New Delhi: The commerce ministry's investigation arm DGTR has not recommend further extension of bilateral safeguard duty on imports of a particular variety of palm oil from Malaysia, according to a notification.
The Directorate General of Trade Remedies (DGTR) in August last year initiated a probe into an alleged jump in imports of 'Refined Bleached Deodorised Palmolein and Refined Bleached Deodorised Palm Oil' from Malaysia, following a complaint from Solvent Extractors' Association of India.
The notification said the "director general does not recommend further extension of bilateral safeguard duty".
On September 4, 2019, the revenue department had imposed 5 per cent safeguard duty on imports of refined palm oil from Malaysia, taking the customs levy to 50 per cent for six months, a move aimed at protecting interest of domestic players.
It was imposed after the DGTR in a preliminary findings suggested for imposition of the duty for 180 days.
According to the final findings, the directorate has concluded that "it may not be necessary to impose safeguard duty beyond the current period of 180 days".

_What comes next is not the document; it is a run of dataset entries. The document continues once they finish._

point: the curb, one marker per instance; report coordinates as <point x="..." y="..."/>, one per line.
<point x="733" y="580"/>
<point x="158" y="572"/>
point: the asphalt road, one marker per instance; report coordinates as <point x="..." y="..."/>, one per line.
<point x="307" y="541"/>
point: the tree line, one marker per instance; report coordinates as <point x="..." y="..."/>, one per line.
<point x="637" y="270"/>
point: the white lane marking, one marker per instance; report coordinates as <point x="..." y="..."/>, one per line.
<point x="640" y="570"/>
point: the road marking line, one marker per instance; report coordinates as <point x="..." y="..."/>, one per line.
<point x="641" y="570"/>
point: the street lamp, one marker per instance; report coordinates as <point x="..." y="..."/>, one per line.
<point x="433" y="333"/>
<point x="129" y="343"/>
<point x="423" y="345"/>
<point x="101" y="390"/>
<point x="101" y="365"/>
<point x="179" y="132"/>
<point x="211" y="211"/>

"It is considered that the bilateral safeguard duty imposed" on September 4, 2019 under the CECA (Comprehensive Economic Cooperation Agreement) on the imports for a period of 180 days "is sufficient in the present circumstances," it has added.
The investigation was conducted under the India-Malaysia Comprehensive Economic Cooperation Agreement (Bilateral Safeguard Measures) Rules, 2017.
The agreement is a kind of free trade pact under which both countries have reduced customs duties on several goods traded between them.
Imports from Malaysia increased from 6,26,362 MT in 2016-17 to 25,96,225 MT in Jan-June, 2019 (on annualised basis), showing an increase of 314 per cent.
Imports from other countries declined from 23,15,292 MT in 2016-17 to 7,25,210 MT in Jan-June, 2019 (on annualized basis).